I call that guessing, and not something the DNS is made for, very efficient
in doing and something we in the IETF repeatedly have said "No" to many
times.

Just because the DNS is a lookup system where a client calculate a key,
that key is sent to the mesh of servers, and a result is returned.

The alternative would be to have the servers understand that UK-Enlish and
US-English is "almost" the same, and they are able to match ab-<color> with
bc-<colour>. Should ab-<colour> match bc-<colour>? If not, then ab-<color>
is the same as bc-<colour> which in turn is different from ab-<colour>.
This means we will/can get a registrant which register ab-<colour> and one
which register bc-<colour> but noone at that time register ab-<color>
because bc-<colour> is already taken, and we require global uniqueness.

I.e. if you _want_ to go down this path, you should look at the RFC's about
definition of lanaguge codes, and think about how you should do something
which can handle those languages. Then, hopefully, you will be convinced
that this is not a path that can be followed.

Multiple lookup in DNS is not something that will be accepted, and multiple
matching algorithms will not work either.

> Allowing Unicode be used where only ASCII was used before is not enough 
> for internationalization. We should prepare an enough room in which
> localization can be done while complying with internationalized standards.

You have to differ between localization and internationalization. It is
wellknown that IDN is _not_ about localization.

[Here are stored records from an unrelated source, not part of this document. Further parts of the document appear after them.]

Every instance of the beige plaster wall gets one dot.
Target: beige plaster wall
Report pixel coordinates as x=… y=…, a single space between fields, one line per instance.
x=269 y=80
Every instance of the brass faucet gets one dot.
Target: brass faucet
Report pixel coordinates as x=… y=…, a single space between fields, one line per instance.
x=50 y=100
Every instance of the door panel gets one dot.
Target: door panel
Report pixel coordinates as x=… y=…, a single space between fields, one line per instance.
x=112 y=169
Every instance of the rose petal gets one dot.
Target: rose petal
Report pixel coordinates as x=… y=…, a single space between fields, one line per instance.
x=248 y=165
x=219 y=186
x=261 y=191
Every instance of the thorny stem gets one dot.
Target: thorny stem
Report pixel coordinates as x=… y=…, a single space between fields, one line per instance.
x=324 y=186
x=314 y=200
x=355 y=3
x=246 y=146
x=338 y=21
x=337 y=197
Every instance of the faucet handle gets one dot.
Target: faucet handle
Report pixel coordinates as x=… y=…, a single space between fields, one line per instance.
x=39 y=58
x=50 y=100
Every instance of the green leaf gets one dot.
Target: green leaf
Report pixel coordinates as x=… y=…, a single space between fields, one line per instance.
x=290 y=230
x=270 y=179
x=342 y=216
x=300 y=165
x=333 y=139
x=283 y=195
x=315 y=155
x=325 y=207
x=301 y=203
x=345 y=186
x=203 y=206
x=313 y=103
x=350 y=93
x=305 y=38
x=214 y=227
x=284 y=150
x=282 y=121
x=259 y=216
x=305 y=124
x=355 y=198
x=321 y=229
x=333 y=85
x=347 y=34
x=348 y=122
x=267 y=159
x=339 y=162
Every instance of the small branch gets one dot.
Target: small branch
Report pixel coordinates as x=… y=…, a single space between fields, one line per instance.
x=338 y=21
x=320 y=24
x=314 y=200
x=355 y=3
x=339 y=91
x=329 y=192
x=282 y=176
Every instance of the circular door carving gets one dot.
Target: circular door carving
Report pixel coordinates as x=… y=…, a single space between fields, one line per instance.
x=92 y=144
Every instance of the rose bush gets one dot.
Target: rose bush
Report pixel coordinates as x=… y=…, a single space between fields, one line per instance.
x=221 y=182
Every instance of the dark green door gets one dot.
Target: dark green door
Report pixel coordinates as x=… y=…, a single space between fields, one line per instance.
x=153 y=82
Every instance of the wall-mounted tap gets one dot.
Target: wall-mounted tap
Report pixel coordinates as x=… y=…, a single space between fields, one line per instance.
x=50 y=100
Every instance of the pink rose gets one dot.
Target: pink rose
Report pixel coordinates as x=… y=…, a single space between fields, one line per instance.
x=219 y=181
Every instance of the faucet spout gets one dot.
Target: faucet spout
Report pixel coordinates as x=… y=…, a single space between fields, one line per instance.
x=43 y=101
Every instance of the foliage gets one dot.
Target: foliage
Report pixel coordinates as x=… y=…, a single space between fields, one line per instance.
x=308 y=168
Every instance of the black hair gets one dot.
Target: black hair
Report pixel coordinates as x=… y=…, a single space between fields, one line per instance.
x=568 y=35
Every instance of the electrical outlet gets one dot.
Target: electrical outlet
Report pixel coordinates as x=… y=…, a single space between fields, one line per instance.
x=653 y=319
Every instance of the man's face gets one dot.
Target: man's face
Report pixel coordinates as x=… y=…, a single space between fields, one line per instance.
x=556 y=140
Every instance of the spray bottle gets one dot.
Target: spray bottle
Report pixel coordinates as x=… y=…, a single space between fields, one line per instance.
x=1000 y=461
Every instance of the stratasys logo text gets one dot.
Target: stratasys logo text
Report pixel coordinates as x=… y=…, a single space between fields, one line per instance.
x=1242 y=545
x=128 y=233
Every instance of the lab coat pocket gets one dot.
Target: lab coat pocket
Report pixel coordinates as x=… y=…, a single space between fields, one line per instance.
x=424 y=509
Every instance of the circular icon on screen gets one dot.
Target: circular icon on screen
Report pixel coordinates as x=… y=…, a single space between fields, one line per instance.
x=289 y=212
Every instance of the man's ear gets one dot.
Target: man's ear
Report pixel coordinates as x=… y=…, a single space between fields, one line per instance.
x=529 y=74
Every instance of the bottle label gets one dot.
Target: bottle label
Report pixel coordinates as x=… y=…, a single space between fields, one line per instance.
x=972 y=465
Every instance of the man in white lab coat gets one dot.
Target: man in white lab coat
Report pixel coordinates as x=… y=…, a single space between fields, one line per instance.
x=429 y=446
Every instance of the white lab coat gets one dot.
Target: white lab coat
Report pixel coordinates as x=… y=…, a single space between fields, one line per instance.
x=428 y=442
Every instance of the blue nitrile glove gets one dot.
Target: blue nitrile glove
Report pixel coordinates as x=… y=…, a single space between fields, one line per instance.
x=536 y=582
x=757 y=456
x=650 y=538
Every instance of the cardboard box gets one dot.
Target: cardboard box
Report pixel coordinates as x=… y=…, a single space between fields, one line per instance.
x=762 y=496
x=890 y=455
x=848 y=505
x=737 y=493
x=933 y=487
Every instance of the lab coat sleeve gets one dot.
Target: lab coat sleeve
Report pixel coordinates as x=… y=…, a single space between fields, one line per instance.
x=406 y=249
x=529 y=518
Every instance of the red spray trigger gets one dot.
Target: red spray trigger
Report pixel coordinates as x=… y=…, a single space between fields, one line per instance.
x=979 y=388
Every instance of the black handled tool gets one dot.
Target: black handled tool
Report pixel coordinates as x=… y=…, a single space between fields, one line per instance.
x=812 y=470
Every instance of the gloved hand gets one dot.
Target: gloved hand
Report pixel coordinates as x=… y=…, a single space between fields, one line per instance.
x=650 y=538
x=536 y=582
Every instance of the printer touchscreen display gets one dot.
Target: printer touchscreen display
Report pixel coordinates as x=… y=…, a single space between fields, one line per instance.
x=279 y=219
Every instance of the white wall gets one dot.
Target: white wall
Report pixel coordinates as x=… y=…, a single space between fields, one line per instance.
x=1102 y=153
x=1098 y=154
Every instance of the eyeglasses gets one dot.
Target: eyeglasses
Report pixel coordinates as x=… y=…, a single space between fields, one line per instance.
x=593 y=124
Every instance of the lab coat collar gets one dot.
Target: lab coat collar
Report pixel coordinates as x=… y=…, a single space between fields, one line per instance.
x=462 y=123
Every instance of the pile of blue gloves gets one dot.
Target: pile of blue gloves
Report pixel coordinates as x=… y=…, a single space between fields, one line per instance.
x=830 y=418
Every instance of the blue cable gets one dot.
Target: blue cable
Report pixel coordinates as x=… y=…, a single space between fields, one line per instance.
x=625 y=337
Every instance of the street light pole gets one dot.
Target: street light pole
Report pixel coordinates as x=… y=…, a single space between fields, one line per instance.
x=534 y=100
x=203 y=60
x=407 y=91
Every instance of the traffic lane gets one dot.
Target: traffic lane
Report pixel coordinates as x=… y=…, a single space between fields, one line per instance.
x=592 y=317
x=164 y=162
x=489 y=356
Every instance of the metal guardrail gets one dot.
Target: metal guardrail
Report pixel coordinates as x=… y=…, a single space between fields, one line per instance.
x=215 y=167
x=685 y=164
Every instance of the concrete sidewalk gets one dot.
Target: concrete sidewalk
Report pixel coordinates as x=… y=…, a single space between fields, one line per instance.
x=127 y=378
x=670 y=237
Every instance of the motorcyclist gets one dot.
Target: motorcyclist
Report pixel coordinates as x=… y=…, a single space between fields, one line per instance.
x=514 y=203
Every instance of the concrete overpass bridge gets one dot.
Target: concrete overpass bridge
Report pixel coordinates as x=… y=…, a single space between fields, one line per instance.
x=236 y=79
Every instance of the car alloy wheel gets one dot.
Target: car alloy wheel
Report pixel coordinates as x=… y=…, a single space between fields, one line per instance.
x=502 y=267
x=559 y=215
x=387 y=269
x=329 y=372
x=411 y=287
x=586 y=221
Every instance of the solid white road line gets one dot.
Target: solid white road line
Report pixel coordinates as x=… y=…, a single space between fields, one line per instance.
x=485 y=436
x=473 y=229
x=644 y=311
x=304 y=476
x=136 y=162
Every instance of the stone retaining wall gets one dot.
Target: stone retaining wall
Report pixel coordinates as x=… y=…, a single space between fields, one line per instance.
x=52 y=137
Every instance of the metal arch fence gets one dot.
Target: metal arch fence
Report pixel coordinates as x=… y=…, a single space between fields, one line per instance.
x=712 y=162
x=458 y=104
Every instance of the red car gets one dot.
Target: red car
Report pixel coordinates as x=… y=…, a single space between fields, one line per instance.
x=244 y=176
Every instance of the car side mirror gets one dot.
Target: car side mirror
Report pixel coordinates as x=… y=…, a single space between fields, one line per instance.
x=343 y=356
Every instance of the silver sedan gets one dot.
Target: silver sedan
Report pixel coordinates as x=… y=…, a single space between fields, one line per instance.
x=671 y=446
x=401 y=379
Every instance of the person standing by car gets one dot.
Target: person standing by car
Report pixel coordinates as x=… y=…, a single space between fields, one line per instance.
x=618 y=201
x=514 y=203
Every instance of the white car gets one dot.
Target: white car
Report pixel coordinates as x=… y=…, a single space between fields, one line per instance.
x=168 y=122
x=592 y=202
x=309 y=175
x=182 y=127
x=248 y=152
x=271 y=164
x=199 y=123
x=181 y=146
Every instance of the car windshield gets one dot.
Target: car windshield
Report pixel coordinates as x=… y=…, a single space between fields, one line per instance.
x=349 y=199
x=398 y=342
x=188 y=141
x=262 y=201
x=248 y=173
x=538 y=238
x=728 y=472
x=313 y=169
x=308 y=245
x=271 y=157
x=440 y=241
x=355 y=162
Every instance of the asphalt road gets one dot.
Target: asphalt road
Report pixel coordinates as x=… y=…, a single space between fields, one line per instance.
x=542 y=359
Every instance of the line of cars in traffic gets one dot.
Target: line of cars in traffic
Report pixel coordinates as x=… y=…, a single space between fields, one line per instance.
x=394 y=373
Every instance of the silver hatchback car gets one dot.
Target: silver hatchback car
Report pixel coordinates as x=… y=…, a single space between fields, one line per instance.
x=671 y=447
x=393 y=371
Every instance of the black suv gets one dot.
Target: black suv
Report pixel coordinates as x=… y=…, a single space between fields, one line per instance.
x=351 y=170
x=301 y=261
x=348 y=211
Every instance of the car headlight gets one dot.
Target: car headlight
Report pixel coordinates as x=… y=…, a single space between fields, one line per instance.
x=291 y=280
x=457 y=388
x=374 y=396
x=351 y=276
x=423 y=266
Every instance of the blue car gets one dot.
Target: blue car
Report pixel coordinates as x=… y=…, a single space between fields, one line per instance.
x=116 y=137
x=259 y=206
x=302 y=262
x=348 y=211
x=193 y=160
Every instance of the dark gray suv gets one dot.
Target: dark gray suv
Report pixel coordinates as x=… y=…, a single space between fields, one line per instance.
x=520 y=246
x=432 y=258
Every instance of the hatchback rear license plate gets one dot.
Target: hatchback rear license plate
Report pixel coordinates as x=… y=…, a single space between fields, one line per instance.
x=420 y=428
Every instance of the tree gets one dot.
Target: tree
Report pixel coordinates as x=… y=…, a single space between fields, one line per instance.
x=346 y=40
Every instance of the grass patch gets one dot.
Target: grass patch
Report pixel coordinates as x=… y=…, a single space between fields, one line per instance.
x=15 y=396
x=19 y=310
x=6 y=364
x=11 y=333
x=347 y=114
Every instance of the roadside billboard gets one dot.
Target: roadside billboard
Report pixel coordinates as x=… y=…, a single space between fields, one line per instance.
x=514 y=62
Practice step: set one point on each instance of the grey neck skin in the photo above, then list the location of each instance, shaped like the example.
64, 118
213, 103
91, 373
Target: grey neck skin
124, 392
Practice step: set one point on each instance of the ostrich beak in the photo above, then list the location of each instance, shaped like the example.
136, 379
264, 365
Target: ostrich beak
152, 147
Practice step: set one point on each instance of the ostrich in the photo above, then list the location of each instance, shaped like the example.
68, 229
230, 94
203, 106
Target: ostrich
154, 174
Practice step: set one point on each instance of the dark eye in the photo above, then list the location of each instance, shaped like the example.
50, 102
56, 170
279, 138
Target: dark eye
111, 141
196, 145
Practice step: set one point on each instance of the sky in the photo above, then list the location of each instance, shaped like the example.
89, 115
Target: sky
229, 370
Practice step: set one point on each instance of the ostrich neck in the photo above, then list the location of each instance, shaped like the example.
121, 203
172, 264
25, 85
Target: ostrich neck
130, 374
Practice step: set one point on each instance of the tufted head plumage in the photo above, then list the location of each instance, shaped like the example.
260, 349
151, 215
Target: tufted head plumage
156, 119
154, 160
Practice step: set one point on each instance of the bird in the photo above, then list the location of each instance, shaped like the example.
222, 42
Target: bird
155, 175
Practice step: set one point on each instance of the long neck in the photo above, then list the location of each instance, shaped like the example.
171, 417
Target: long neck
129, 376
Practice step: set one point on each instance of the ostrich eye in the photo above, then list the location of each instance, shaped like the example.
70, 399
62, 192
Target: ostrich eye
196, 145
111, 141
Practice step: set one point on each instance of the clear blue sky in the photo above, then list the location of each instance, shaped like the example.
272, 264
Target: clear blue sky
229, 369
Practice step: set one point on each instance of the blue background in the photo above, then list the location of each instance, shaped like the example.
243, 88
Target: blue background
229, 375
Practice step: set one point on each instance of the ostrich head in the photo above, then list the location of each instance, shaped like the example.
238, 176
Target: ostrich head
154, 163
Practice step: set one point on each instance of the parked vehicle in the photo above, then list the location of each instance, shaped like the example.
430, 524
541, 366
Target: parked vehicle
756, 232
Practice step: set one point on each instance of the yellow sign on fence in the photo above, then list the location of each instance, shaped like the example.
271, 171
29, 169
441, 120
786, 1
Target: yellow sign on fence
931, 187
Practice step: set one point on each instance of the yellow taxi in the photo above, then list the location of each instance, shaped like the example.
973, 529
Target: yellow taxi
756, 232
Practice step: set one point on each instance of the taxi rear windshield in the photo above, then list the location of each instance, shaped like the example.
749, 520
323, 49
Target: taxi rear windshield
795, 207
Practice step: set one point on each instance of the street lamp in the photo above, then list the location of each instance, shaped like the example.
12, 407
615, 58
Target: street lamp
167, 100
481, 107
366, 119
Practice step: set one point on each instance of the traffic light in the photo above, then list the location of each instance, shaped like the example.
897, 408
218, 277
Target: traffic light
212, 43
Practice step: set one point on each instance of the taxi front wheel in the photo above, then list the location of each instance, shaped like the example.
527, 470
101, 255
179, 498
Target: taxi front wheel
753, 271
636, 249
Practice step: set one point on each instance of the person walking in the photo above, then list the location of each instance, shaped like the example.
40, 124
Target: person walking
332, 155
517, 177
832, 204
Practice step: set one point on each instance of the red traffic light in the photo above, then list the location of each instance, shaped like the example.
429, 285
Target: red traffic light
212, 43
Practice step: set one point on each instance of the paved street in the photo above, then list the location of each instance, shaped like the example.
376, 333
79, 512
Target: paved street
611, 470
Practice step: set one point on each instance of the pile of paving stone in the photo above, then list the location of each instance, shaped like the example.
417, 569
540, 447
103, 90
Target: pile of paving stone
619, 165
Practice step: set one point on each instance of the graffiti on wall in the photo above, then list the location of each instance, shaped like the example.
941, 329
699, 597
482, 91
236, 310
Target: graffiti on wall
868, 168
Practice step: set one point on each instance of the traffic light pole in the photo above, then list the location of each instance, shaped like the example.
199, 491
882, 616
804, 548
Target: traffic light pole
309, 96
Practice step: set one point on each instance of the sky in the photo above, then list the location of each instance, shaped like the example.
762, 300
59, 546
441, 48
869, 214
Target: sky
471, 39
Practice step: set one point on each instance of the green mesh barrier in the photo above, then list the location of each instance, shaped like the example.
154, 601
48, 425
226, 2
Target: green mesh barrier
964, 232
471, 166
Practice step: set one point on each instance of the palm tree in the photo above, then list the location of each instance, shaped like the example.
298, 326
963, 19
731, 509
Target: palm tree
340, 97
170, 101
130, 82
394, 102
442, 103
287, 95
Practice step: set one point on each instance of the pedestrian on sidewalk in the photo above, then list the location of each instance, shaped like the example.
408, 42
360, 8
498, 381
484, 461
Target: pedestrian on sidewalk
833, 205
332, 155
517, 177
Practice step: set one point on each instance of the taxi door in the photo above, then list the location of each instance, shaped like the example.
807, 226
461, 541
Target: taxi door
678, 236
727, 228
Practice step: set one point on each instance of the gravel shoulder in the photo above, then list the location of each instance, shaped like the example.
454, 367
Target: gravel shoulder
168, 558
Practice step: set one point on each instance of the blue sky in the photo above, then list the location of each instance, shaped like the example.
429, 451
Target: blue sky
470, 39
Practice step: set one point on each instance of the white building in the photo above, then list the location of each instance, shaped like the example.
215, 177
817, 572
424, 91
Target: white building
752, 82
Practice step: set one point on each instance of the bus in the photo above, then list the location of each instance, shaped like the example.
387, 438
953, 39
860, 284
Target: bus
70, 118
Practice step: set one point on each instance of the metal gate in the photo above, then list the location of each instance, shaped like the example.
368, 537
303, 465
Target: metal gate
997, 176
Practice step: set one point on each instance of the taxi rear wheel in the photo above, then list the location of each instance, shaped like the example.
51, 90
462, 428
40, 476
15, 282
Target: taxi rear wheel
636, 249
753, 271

>> I.e. if you open the box of "problems" with Unicode, you will find that
>> the SC/TC problem is only one of them. Only one. 
> 
> Yes, I totally agree.
> 
>> I guess we have some 20-30
>> other problems which are similar to the SC/TC, i.e. problems because of
>> unification or non-unification in Unicode.
> 
> Why are we going to hide and ignore problems even though we know they are
> there ?

Because you can not solve them using Unicode and non-context-matchings
which is what we do in DNS.

>> My conclusion is the same, every server need to have knowledge about how
>> to handle all encodings.
> 
> My conclusion is the same with yours.

Good.

  paf